I’m not very clear on what the value of these tests could possibly be. Unless John White made a secret deal with PARCC to get the assessments for free (he is still a PARCC Governing board member so I wouldn’t rule that out) or PARCC has accepted the risk of contentious legal battles over any payments made, they are not true PARCC assessments. They will not be comparable to last year. They will not be comparable to next year. They may be rigged to be similar to PARCC using combinations of last year’s test and new items the state may have used micro contracts to generate.
What I can tell you is this. These test booklets have already been printed or are in the process of being printed by DRC, the State’s longtime testing vendor. When I worked at LDOE 3 years ago it took months to print the hundreds of thousands of test booklets they have to prepare each year. DRC needed enrollment data from us in November or December to “precode” (pre-fill site code, name, DOB, grade level, etc) the majority of the test booklets give to students. Someone should be able to require John White turn over a sample test booklet to see how they are portraying the test they will be giving in a few months. Will they be calling it PARCC, iLeap, iPARCC, ParccLEAP? Who knows? What I am sure of is I’m glad I don’t have to make a decision on this till at least next year.
Would you like to see a sample/practice PARCC test?
I was recently told by a parent that they tried the 7th grade math portion with their child and failed miserably. Common Core, which these tests are based on, was not phased in. That means many kids in higher grades will not be able to pass these tests because they were never taught the material. Because these tests are designed for kids to fail initially in the higher, unprepared grades as has happened in States like New York that gave these exams last year, parents are concerned this will lead to school takeovers anyways, as well as some mental anguish for their children. In some schools these tests are emphasized a great deal and a lot of stress is put on kids to perform. Some kids can shrug it off, and others can take this type of failure pretty hard and it can damage their self-esteem.

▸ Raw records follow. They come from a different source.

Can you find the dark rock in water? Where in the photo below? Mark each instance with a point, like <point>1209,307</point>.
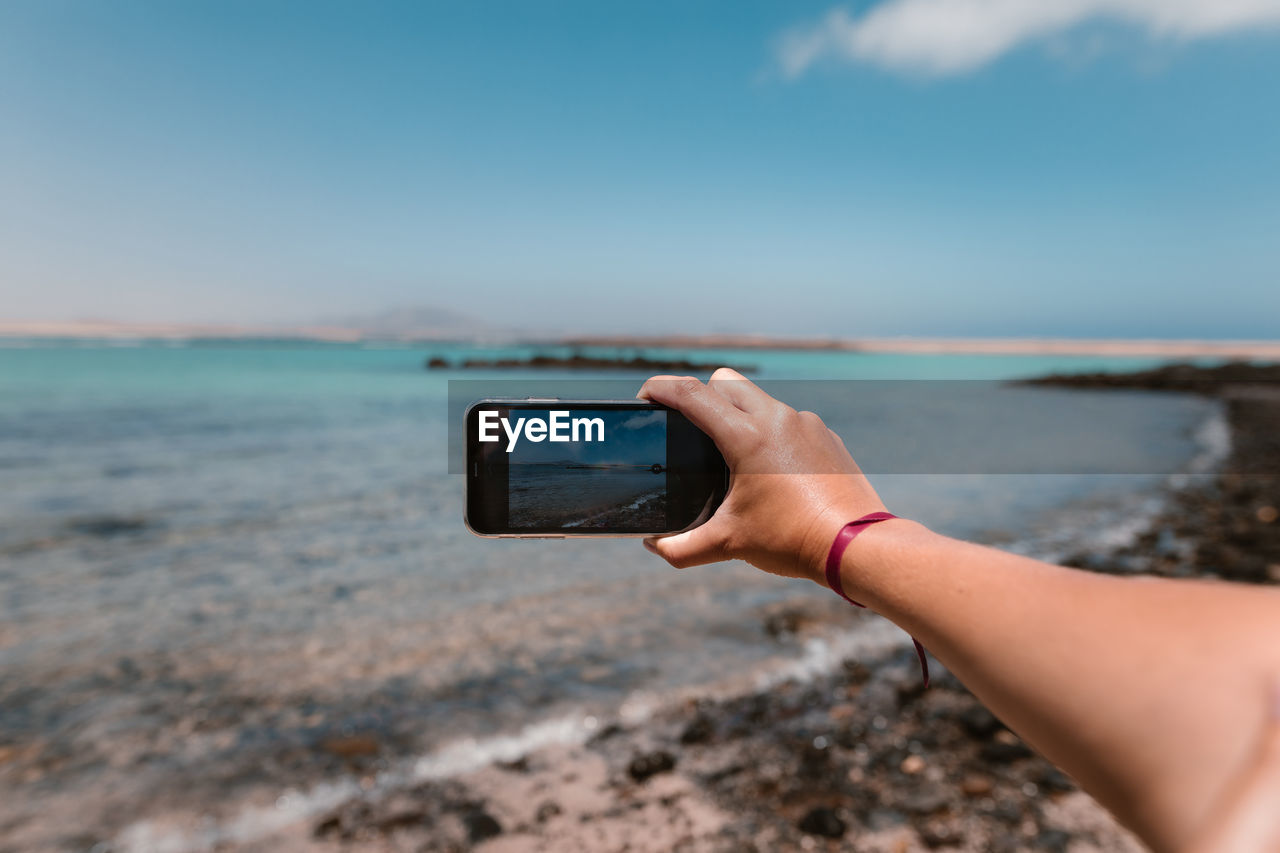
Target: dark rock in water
<point>481,825</point>
<point>652,763</point>
<point>517,766</point>
<point>579,361</point>
<point>1052,840</point>
<point>823,821</point>
<point>1174,377</point>
<point>106,527</point>
<point>699,730</point>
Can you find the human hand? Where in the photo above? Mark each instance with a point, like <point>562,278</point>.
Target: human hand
<point>792,483</point>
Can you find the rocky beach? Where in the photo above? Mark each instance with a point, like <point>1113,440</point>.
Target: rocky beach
<point>300,683</point>
<point>860,758</point>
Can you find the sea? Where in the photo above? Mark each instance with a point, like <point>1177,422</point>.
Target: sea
<point>218,557</point>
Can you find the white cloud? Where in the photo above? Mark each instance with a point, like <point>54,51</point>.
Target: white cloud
<point>954,36</point>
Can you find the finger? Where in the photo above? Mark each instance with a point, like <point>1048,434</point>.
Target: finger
<point>741,391</point>
<point>696,547</point>
<point>708,410</point>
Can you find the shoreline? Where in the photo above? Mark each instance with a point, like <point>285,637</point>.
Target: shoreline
<point>860,752</point>
<point>248,333</point>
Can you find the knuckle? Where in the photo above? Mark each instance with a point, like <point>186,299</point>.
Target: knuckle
<point>812,419</point>
<point>686,386</point>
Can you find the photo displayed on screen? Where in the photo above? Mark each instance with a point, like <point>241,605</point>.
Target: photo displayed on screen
<point>618,482</point>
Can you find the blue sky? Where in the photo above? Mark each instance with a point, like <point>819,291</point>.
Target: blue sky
<point>906,167</point>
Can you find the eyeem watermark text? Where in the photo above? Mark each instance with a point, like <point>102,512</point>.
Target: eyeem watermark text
<point>558,427</point>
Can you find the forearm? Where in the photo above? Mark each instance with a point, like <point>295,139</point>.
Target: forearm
<point>1148,692</point>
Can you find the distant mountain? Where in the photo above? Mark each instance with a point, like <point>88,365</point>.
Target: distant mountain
<point>416,323</point>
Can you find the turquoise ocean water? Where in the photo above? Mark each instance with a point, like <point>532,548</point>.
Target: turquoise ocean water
<point>215,557</point>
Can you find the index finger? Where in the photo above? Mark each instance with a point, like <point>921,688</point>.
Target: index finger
<point>707,409</point>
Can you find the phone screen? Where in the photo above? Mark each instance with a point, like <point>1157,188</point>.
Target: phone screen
<point>589,468</point>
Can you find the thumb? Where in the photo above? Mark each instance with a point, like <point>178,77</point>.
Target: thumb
<point>704,543</point>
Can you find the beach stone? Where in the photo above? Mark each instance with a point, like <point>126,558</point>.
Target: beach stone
<point>548,811</point>
<point>1005,748</point>
<point>941,833</point>
<point>361,746</point>
<point>924,799</point>
<point>1054,780</point>
<point>650,763</point>
<point>977,785</point>
<point>699,730</point>
<point>823,822</point>
<point>1052,840</point>
<point>480,825</point>
<point>979,723</point>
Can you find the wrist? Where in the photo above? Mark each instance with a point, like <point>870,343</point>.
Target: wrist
<point>867,569</point>
<point>821,537</point>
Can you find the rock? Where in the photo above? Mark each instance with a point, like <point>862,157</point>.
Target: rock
<point>650,763</point>
<point>361,746</point>
<point>822,821</point>
<point>106,527</point>
<point>547,811</point>
<point>480,825</point>
<point>699,730</point>
<point>941,833</point>
<point>924,799</point>
<point>979,723</point>
<point>977,785</point>
<point>1005,748</point>
<point>1054,780</point>
<point>912,765</point>
<point>1052,840</point>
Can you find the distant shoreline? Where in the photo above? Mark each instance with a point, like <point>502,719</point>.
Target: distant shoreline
<point>1184,349</point>
<point>1137,347</point>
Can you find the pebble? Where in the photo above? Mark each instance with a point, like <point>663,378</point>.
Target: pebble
<point>650,763</point>
<point>823,821</point>
<point>481,825</point>
<point>976,785</point>
<point>912,765</point>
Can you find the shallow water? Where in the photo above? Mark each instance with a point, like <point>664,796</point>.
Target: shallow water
<point>215,559</point>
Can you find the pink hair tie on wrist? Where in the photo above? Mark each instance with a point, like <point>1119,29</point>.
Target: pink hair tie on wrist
<point>837,552</point>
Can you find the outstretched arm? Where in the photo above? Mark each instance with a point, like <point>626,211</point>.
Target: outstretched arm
<point>1152,693</point>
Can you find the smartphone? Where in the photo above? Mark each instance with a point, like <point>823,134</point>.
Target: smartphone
<point>548,468</point>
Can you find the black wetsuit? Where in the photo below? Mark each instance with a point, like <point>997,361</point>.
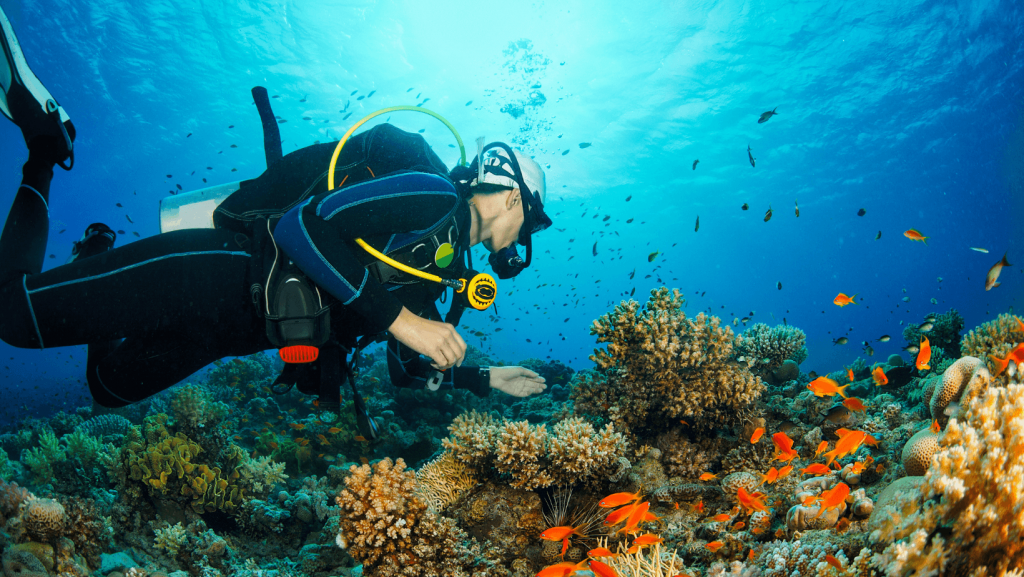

I know from experience I hate this type of situation. I’ve had teachers that tested us on subject material we were not taught or even assigned and it did impact my attitude towards school and my teachers in very negative ways. I lost respect for those teachers, lost respect for the subject material, and tuned out. It did not inspire me to “try harder”. It just made me think tests and schools were stupid. Perhaps now I would handle that differently? It’s hard to say, but children are not little adults. Scholastic achievement might be tied to their self-esteem and identity, and they may not have other experience or achievements to anchor themselves. If I had this concern, if I thought my children would be impacted like I was, I can guarantee I would consider opting my children out.